RegionRet is a LoRA adapter model for region-level vision-language retrieval, fine-tuned from ColQwen2.5-Base using Parameter-Efficient Fine-Tuning (PEFT).

## Model Details

- **Model Type:** LoRA Adapter (PEFT)
- **Base Model:** ColQwen2.5-Base
- **Task Type:** Feature Extraction
- **Framework:** PEFT 0.14.0

### LoRA Configuration

- **Rank (r):** 32
- **LoRA Alpha:** 32
- **LoRA Dropout:** 0.1
- **Target Modules:** MLP projections (down_proj, gate_proj, up_proj) and attention projections (k_proj, q_proj, v_proj, o_proj), plus custom_text_proj

### Model Architecture

- **Processor:** ColQwen2_5_Processor
- **Max Visual Tokens:** 1536
- **Attention:** Flash Attention 2
- **Precision:** bfloat16

## Uses

Please refer to [https://github.com/Aeryn666/RegionRAG](https://github.com/Aeryn666/RegionRAG).


## Training Details

### Training Data

- VisRAG-Ret-Train-In-domain-data
- Visual-CoT (DocVQA, TextCap, TextVQA, InfographicsVQA)
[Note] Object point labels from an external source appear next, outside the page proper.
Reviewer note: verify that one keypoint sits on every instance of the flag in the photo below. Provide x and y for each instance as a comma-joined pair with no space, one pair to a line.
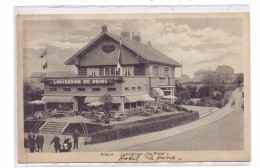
44,66
44,53
118,67
44,58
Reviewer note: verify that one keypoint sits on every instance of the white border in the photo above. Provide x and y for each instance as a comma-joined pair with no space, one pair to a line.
8,80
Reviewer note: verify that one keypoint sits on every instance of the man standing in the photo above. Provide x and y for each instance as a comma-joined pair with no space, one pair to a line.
75,136
56,141
39,142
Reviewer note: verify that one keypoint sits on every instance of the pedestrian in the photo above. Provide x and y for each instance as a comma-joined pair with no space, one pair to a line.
56,141
39,142
75,136
31,142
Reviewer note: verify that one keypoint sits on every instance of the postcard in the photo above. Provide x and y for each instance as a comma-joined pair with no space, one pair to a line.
127,88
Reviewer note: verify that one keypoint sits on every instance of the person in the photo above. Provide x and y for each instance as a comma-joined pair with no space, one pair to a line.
39,142
31,142
67,145
75,136
56,141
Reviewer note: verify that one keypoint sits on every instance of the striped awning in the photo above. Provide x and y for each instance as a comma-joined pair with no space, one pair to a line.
58,99
137,97
157,92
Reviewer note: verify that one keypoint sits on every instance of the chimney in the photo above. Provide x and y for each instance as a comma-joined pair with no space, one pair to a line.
125,33
104,29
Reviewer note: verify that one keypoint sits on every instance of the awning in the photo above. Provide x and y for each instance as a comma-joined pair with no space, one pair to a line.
91,99
137,97
157,92
169,97
58,99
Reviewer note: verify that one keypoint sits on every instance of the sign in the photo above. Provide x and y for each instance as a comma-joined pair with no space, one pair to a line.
92,81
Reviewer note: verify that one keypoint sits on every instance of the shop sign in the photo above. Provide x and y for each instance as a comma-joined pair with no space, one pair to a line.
92,81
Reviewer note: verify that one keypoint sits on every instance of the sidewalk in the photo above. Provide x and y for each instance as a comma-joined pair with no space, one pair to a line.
146,138
150,137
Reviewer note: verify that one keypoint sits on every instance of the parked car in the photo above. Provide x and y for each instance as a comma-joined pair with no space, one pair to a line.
38,115
118,116
147,112
100,117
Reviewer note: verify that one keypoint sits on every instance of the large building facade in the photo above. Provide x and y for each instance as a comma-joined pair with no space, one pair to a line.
144,73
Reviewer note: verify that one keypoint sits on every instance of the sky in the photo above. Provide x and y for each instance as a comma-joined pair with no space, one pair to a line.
199,43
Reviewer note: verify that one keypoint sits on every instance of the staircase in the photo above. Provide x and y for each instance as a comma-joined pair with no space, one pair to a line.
52,127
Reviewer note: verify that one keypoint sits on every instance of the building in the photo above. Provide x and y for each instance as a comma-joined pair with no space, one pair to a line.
145,72
184,78
226,74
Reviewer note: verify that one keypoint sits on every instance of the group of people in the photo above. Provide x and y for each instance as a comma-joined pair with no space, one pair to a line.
35,142
67,144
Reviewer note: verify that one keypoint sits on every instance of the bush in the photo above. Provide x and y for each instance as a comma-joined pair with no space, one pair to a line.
133,130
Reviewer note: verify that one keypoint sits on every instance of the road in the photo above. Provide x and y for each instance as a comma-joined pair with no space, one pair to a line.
224,134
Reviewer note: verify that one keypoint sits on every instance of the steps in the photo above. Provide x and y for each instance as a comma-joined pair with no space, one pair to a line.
52,127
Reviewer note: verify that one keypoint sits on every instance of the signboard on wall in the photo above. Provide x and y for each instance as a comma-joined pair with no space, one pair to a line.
92,81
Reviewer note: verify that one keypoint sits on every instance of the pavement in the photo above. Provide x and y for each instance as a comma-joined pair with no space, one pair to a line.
155,136
120,144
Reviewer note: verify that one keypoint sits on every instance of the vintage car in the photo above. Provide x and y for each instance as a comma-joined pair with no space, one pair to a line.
99,117
118,116
38,115
147,112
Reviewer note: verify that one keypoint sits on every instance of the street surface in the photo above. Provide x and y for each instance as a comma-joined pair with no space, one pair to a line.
220,130
224,134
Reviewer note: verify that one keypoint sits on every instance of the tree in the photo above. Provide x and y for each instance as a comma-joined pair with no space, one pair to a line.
240,79
192,90
107,100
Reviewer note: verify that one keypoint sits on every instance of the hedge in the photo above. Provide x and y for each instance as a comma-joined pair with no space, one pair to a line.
166,123
32,125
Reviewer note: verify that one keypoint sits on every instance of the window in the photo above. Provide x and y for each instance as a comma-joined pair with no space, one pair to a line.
111,89
53,89
128,71
139,104
166,71
101,71
133,105
170,72
155,70
160,71
82,70
93,71
95,89
113,71
109,71
67,89
81,89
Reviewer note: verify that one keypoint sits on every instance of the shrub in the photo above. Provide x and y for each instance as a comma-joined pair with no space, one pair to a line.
133,130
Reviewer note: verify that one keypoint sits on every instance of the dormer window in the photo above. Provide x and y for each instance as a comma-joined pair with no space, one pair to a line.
108,48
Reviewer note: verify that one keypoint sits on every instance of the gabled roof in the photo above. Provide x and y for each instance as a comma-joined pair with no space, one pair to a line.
146,51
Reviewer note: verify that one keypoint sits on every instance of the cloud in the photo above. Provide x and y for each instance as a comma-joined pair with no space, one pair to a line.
203,46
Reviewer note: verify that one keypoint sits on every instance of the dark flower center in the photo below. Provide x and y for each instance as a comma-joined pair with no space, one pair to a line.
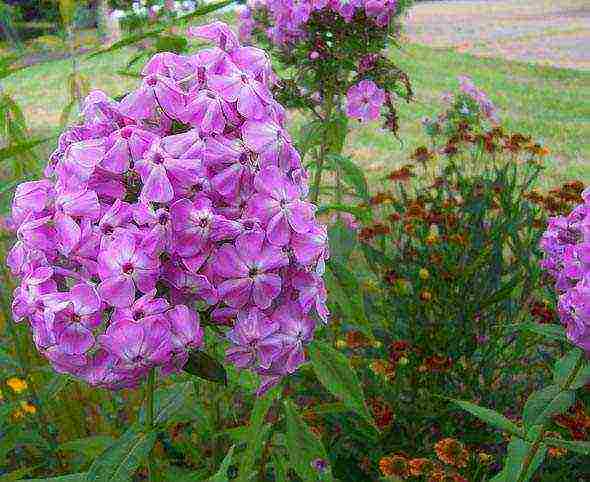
126,132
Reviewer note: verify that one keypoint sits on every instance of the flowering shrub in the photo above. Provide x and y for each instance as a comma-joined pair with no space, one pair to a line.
181,205
335,66
564,244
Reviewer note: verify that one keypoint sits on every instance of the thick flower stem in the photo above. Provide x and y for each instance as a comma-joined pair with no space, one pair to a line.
317,180
149,414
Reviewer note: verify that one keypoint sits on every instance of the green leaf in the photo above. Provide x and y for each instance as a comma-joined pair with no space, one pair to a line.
125,42
17,474
6,359
81,477
352,175
209,8
54,387
352,302
204,366
310,137
517,451
120,461
91,447
280,467
553,332
335,373
342,241
221,475
171,43
302,446
491,417
545,403
562,371
168,401
577,447
257,433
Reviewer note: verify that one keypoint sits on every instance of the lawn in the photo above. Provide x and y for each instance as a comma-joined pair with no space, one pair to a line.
551,104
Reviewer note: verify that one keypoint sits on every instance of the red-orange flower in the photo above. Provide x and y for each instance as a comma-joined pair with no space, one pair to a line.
451,452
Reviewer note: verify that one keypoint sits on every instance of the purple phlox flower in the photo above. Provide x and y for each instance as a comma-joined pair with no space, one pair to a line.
273,143
123,266
278,204
311,293
156,92
27,299
249,268
296,330
364,101
125,146
234,164
254,340
139,344
187,333
71,317
169,65
311,247
146,305
217,32
250,95
195,225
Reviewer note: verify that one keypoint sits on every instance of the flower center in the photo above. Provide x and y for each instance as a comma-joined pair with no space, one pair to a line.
126,132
### Training Configuration

- **Loss Function:** RegionContraLoss (global_tau=0.02, local_tau=0.25, local_coef=0.01)
- **Epochs:** 5
- **Batch Size:** 80 per device
- **Learning Rate:** 2e-4
- **Precision:** bfloat16
- **Gradient Checkpointing:** Enabled

## Limitations

- Requires ColQwen2.5-Base base model to function
- Optimized for region-level vision-language retrieval tasks
- GPU with bfloat16 and Flash Attention 2 support recommended

## Citation

If you use this model, please cite:

```bibtex
@misc{li2025regionragregionlevelretrievalaugmentedgeneration,
      title={RegionRAG: Region-level Retrieval-Augmented Generation for Visual Document Understanding}, 
      author={Yinglu Li and Zhiying Lu and Zhihang Liu and Yiwei Sun and Chuanbin Liu and Hongtao Xie},
      year={2025},
      eprint={2510.27261},
      archivePrefix={arXiv},
      primaryClass={cs.CV},
      url={https://arxiv.org/abs/2510.27261}, 
}
```

## License

Please refer to the license of the base model ColQwen2.5.